1. Employment. Company employs Executive and Executive accepts
employment on the terms and conditions in this agreement.
2. Duties. Executive is employed in the capacity of Executive Vice
President. In this capacity Executive shall have primary responsibility for
direction and guidance of Company's operations and implementation of the
Company's operating strategies. Executive shall report directly to, and take
direction from, Company's President and Board of Directors (the "Board") and to
no other Company employee. Executive shall perform the duties customarily
performed by an executive vice president.
3. Intensity of Effort; Other Business. Executive shall devote his
entire working time, attention and efforts to Company's business and affairs,
shall faithfully and diligently serve Company's interests and shall not engage
in any business or employment activity that is not on Company's behalf (whether
or not pursued for gain or profit) except for (a) activities approved in writing
in advance by the Board and (b) passive investments that do not involve
Executive providing any advice or services to the businesses in which the
investments are made.
4. Term. The term of this agreement is of indefinite duration. As
stated in P. 8 below, this agreement and Executive's employment relationship may
be terminated at any time, with or without cause.
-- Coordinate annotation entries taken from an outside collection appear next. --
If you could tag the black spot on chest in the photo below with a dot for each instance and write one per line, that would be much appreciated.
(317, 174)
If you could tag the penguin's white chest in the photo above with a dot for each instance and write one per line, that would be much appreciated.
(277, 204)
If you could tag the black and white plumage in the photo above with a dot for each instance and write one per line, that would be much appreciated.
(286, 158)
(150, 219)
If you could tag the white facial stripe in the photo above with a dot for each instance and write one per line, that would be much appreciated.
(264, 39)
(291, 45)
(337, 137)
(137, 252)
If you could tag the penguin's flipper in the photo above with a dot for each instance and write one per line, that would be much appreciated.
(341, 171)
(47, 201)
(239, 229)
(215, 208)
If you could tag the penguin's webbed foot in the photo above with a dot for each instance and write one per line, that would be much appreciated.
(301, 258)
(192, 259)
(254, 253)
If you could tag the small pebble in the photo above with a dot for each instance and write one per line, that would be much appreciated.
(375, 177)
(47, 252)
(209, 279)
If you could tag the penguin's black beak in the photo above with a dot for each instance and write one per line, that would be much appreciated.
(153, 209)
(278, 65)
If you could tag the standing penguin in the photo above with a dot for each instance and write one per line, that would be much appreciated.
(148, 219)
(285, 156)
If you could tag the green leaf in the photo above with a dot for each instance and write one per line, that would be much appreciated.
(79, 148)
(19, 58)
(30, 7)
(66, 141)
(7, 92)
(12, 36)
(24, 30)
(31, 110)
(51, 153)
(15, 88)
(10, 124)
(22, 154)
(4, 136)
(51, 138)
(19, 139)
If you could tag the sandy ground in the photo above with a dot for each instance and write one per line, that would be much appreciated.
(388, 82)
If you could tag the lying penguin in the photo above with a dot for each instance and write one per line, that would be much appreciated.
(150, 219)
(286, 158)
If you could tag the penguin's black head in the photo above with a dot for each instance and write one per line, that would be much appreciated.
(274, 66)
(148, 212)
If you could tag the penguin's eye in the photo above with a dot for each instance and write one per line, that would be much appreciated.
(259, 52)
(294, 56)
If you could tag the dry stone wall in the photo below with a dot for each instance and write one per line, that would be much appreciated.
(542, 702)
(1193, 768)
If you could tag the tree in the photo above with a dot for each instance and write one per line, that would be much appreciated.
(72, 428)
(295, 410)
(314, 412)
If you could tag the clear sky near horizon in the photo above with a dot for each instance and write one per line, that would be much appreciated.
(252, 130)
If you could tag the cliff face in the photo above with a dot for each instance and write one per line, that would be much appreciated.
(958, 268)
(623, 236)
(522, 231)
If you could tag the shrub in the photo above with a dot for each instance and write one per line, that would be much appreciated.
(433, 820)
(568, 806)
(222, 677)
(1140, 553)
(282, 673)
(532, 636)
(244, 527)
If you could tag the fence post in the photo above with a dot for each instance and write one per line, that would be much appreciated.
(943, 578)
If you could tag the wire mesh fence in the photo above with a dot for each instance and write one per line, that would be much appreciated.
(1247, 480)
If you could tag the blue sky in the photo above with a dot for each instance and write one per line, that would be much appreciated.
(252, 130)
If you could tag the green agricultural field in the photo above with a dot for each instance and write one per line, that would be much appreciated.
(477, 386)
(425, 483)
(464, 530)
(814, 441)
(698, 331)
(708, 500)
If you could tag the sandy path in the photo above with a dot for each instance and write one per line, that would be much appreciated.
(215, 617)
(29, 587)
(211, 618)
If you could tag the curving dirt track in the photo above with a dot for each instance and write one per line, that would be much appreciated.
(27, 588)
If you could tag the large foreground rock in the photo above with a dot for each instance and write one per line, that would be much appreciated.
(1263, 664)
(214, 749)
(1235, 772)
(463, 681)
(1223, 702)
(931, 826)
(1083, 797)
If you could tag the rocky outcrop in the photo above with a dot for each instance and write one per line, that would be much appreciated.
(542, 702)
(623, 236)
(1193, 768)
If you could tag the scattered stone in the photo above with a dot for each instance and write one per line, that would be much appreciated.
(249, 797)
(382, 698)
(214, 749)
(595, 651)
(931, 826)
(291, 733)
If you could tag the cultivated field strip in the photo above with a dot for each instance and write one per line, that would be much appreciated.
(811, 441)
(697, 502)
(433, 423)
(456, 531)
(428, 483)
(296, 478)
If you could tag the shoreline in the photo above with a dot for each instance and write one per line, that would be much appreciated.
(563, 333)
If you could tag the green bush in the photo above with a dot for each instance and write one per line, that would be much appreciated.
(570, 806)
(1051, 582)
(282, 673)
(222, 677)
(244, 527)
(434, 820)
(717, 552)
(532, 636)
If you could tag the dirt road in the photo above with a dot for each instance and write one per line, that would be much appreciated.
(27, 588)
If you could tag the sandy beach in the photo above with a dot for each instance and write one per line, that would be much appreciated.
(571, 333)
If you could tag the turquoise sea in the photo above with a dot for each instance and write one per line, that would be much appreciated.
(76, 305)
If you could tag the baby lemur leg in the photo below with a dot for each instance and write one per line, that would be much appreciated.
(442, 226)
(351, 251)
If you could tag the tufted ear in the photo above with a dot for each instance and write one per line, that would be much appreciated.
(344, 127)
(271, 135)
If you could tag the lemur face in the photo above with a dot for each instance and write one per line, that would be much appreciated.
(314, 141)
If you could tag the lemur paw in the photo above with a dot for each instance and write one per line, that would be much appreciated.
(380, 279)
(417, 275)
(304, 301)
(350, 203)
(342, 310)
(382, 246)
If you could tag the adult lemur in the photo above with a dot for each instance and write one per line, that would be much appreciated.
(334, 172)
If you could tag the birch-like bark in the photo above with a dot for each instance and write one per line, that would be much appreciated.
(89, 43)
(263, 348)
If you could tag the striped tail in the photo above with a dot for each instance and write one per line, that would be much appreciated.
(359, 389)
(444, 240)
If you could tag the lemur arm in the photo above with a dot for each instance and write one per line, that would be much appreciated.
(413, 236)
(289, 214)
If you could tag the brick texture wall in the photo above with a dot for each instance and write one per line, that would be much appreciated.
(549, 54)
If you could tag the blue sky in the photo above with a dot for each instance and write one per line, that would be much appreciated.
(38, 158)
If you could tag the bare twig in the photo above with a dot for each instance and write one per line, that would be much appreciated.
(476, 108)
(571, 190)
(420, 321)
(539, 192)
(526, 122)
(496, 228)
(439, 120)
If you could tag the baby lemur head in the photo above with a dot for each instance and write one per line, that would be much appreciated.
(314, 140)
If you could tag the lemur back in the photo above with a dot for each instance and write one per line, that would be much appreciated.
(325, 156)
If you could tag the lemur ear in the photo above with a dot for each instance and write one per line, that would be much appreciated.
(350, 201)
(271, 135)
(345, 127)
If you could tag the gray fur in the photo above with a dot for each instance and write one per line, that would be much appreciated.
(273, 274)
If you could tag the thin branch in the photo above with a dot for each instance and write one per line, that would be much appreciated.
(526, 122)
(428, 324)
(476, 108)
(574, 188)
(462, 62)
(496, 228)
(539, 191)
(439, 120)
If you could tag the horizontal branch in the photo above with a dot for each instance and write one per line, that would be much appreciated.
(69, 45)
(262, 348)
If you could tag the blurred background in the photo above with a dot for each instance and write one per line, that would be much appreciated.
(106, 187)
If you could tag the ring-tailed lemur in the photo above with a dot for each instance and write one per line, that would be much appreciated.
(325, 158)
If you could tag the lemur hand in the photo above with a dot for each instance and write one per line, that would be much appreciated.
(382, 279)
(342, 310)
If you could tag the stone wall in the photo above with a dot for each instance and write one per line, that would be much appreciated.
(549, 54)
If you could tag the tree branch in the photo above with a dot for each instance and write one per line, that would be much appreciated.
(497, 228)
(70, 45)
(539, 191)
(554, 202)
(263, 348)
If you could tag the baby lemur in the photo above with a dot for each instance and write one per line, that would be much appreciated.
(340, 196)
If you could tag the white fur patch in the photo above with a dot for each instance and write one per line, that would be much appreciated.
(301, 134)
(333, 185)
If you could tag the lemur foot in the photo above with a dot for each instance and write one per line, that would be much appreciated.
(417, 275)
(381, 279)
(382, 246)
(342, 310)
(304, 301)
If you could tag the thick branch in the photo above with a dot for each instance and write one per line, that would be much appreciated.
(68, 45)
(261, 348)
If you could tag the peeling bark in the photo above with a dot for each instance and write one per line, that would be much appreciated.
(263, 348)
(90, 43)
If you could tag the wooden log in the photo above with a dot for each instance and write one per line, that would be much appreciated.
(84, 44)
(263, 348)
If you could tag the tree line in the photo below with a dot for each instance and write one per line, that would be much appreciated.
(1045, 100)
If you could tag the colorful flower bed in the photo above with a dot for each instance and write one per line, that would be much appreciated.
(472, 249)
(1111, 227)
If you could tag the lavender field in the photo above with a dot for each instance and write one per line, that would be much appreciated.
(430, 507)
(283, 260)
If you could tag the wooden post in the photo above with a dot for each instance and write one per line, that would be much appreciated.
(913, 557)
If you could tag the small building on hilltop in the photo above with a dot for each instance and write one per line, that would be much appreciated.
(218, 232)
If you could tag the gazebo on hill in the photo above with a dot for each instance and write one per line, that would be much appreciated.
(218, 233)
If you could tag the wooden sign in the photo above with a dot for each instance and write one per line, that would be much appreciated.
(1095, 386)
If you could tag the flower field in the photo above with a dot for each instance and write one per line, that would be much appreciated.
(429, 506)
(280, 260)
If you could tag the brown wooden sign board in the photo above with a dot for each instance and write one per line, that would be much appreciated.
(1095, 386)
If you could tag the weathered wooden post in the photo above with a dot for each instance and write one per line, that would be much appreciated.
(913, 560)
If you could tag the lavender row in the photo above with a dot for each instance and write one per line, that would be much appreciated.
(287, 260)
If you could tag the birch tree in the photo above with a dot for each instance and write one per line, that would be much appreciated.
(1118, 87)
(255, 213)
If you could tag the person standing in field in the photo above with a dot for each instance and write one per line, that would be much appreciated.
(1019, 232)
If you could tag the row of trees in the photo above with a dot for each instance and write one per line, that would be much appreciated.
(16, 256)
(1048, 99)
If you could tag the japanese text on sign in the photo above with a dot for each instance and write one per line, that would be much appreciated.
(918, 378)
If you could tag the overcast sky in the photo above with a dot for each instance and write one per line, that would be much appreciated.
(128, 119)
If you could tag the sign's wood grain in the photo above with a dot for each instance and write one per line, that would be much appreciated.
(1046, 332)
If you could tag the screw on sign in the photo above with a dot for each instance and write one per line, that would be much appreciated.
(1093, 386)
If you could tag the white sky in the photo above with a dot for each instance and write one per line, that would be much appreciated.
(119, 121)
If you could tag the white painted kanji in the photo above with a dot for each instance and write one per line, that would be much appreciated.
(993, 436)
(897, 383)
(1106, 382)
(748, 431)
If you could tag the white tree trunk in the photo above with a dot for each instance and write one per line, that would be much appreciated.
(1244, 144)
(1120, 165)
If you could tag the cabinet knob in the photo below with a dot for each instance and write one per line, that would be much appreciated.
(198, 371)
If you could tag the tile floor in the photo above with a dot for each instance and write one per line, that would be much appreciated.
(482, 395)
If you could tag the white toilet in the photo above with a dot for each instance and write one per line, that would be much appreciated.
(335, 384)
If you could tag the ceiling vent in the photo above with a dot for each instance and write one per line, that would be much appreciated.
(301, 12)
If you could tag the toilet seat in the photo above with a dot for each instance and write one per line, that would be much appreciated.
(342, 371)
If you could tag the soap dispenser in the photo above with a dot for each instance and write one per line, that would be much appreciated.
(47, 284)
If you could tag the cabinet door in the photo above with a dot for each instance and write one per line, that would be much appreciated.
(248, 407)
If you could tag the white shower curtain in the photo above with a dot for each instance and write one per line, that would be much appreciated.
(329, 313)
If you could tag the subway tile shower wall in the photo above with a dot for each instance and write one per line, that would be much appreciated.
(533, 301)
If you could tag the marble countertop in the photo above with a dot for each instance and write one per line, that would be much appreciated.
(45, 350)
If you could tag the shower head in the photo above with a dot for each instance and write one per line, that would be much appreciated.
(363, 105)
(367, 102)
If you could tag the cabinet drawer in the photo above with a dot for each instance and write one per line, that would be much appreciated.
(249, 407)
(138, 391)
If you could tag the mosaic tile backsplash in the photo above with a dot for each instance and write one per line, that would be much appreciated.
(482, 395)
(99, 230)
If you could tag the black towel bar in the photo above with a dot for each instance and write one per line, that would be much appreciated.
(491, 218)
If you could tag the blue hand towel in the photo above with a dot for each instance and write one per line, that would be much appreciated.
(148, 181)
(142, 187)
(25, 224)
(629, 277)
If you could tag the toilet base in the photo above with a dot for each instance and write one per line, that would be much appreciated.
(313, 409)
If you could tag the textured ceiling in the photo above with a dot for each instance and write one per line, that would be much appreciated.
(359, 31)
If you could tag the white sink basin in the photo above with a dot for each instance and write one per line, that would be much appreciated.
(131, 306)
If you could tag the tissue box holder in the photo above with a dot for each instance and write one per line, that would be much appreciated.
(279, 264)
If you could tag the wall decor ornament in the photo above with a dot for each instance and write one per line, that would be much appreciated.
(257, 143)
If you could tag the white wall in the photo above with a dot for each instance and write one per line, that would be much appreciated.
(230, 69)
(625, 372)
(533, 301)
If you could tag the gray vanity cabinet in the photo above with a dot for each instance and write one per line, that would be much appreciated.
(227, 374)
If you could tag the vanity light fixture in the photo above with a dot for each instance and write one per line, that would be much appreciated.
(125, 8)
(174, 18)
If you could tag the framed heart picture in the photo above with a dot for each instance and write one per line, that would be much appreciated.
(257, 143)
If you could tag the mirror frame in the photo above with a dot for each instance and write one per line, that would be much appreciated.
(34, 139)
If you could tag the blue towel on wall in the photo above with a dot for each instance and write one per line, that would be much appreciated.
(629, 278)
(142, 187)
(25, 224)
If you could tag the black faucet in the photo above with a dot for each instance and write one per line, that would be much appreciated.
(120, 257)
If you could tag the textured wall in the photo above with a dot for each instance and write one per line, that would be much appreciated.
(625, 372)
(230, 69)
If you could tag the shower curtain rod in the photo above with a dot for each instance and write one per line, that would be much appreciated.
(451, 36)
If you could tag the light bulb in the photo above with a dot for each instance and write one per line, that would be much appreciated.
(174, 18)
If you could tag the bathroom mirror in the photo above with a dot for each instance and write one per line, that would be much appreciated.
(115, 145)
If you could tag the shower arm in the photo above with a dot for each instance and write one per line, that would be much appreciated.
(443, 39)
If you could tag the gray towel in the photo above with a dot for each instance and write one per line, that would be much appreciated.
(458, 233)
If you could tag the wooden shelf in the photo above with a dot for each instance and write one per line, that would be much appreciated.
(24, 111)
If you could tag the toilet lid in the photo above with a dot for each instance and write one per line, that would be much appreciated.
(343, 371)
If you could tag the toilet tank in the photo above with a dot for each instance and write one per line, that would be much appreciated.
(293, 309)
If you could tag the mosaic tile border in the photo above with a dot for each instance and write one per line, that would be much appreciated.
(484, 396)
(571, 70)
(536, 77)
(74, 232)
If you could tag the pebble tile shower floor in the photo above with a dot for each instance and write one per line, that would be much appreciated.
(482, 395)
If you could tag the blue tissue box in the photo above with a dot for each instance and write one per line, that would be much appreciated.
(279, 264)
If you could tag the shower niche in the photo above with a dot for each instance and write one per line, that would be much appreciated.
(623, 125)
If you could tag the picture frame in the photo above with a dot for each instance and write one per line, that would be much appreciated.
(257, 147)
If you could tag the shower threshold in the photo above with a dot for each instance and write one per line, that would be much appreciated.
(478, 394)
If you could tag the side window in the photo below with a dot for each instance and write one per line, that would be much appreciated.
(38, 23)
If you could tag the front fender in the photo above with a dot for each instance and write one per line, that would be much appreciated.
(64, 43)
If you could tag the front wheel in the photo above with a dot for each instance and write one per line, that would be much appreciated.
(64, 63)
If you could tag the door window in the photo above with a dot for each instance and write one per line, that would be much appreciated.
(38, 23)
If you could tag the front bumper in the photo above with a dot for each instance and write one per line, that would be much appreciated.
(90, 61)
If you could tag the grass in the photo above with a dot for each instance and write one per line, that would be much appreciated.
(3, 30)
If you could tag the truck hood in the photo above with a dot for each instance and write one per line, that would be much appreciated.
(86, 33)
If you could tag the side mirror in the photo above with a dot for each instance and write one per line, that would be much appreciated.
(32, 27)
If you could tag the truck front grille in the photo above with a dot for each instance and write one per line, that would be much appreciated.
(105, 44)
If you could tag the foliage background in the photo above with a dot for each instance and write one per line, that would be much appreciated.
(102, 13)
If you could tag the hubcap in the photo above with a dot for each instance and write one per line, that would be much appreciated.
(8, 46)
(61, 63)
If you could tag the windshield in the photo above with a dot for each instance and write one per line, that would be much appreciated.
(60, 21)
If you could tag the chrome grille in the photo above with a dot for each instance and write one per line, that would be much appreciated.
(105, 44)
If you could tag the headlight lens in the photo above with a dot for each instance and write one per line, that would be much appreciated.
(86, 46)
5. Compensation. Executive's compensation shall be as follows:
(a) Executive's salary shall be $3,125.00 payable
semi-monthly (equal to $75,000.00 on an annualized basis) in accordance with the
Company's standard procedures. Executive's salary shall be reviewed by the Board
and adjusted as determined by the Board in its sole discretion.
(b) Executive will be eligible to receive a monthly personal
performance bonus as determined by the Company's Board based upon performance
criteria consistent with those criteria utilized to establish Executive's bonus
in prior years. The personal performance bonus, if any, shall be paid thirty
(30) days following the end of each month. The total bonus payable for any
twelve month period shall not exceed two times Executive's base salary for such
twelve month period.
6. Benefit Plans. Executive shall be eligible to participate in the
Company's Employee Benefit Package offered generally to employees. The exact
terms and conditions of the Company's benefits, including eligibility, are
governed by the benefit plans and policies of the Company, not this agreement or
any summary provided to Executive.
7. Business Expenses. Executive is authorized to incur reasonable
travel and entertainment expenses to promote Company's business. Company shall
reimburse Executive for those expenses consistent with the Company's policies
and procedures. Executive shall provide to Company the itemized expense account
information that Company reasonably requests.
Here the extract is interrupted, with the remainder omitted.